If he recognizes that the Pill does not work, why is it still being pushed on women and young girls?
Meanwhile, Trussell pushes the IUD, which is abortifacient when we use the original definition of conception as fertilization -- union of sperm and egg. Of course, if one defines conception as implantation of the embryo in the uterus, meaning that "pregnancy" begins at implantation, then IUDs and any chemical "contra"ceptive abortifacients such as the pill, the patch, implants, etc. would not be abortifacient. With this semantic definition, the first 6-10 days of human life following fertilization simply don't exist...
The Pill is
outdated and results in unplanned pregnancies; women should get hormonal
implants or intra-uterine devices (IUD) [ed. abortifacients] instead, says a leading contraception
expert in the US.
Women do not take the Pill consistently says Professor James
Trussell, and it ends up causing more unplanned pregnancies. But rather than
encouraging people not to have promiscuous sex or to use Natural Family
Planning, what is really needed is a method of contraception that can be
forgotten but will still be foolproof, he indicated.
Trussell's statements backed up the observations of those who work in
crisis pregnancy centres who say that, despite the government's insistence on
more "contraceptive education," a large number of unplanned pregnancies happen
while women are on the Pill.
Trussell is the director of the Office of Population Research at Princeton
University and was speaking in London at the conference of the British Pregnancy
Advisory Service, Britain's largest abortion-promoting organisation. He said
that in the US, a quarter of all pregnancies are "unwanted" and a result of
failed contraception. The Daily Telegraph coverage notes that half of unplanned
pregnancies in Britain end in abortion.
The morning after pill, or "emergency contraception," that in some cases
causes an early term abortion, is also not the solution, he said. The real
problem is that there is too much "unprotected" sex going on.

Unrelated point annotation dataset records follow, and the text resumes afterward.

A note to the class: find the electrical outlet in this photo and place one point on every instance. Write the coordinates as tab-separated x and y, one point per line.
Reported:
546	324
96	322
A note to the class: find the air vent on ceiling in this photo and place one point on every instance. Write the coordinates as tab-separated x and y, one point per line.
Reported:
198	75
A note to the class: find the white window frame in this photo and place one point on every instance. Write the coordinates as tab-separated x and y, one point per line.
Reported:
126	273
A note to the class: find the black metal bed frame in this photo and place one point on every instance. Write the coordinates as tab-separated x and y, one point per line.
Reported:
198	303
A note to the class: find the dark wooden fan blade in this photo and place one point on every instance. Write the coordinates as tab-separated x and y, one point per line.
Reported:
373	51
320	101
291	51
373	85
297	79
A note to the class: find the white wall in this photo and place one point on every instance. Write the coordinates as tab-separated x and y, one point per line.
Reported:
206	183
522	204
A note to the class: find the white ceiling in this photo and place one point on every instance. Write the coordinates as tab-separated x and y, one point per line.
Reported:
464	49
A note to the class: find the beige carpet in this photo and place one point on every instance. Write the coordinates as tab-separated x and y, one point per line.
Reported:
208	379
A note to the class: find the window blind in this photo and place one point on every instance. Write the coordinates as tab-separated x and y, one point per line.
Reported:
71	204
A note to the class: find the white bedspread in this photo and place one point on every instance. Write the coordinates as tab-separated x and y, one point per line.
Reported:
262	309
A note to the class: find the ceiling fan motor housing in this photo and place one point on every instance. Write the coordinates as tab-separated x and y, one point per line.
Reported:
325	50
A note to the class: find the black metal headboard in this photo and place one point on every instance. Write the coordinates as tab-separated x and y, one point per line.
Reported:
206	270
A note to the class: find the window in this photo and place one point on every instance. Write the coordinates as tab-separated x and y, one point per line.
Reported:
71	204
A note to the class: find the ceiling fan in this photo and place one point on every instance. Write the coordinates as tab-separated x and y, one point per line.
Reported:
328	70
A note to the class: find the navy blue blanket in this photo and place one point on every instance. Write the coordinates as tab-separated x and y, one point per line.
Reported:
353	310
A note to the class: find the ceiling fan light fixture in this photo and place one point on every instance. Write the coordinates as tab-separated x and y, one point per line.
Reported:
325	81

"It is not reduced unintended pregnancies in America or anywhere else that
has introduced it. There is so much unprotected sex you would have to use so
much emergency contraception to make a dent," he said.

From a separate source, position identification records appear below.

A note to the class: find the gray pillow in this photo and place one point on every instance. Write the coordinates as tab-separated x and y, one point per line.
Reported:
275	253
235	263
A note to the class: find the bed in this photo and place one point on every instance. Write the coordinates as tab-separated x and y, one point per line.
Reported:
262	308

The answer, he says, is more and better contraceptives.
"The Pill is an outdated method because it does not work well enough. It is
very difficult for ordinary women to take a pill every single day. The beauty of
the implant or the IUD is that you can forget about them."
An IUD is a device that is inserted by a doctor into the uterus that
prevents the implantation of an already formed embryo in the uterine wall, and
as such is an abortifacient device by definition, and not contraception. In
2001, Britain's Society for the Protection of Unborn Children forced the BBC to
change its news coverage and admit that the IUD is not a form of contraception.

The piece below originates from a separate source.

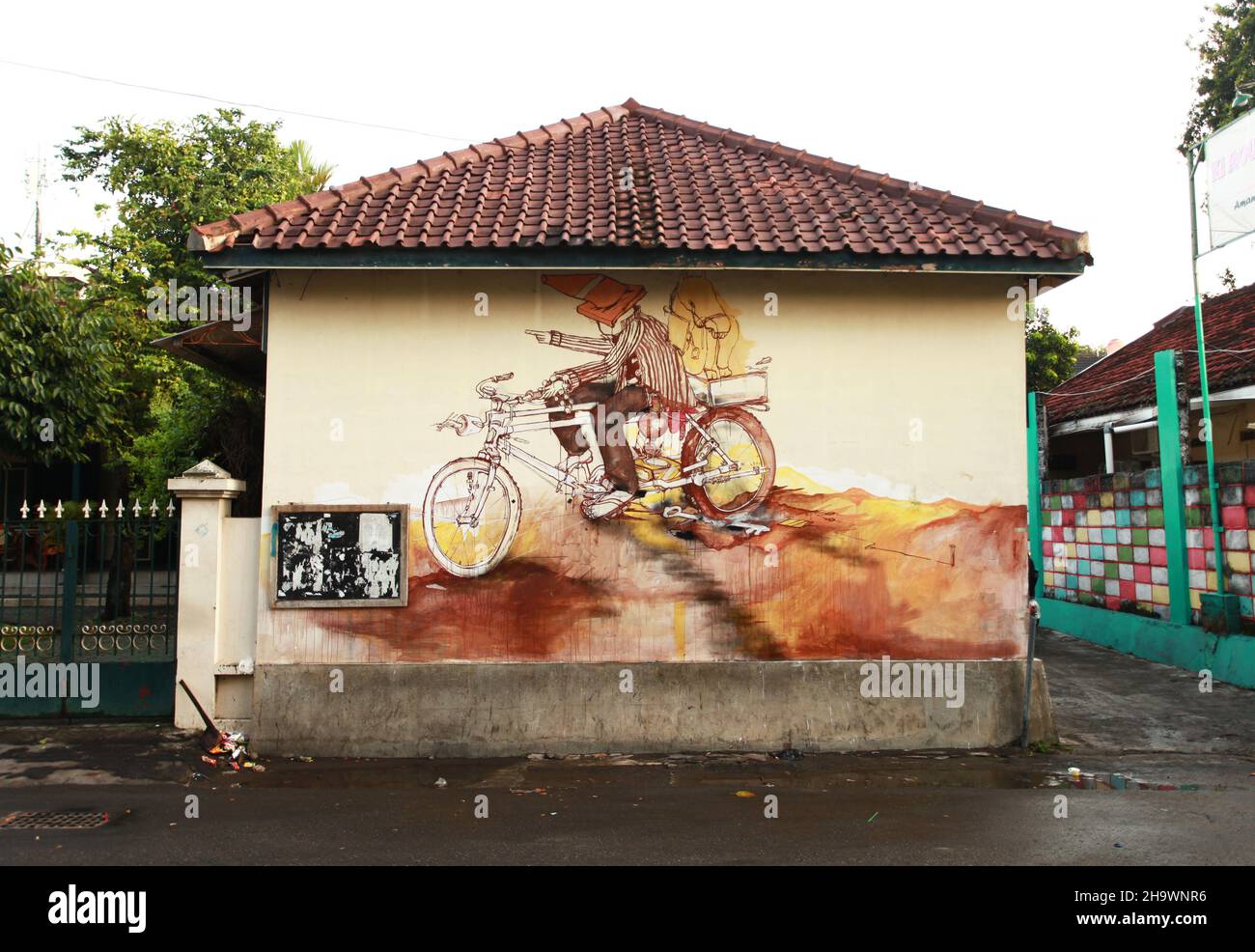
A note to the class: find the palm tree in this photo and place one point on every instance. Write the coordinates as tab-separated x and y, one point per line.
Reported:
310	178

But such distinctions are immaterial to Trussell, whose determined advocacy
of contraception is not a surprise given his associations with some of the
largest abortion advocacy organisations in the world.
In addition to his position at Princeton, Trussell is a senior fellow at
the Guttmacher Institute, the research branch of [pro-abortion] Planned Parenthood, is a member
of the board of directors of the [pro-abortion] NARAL Pro-Choice America Foundation, the
Society of Family Planning, and the [pro-abortion] National Medical Committee of Planned
Parenthood Federation of America. He serves on the editorial advisory committees
of Contraception and Contraceptive Technology Update.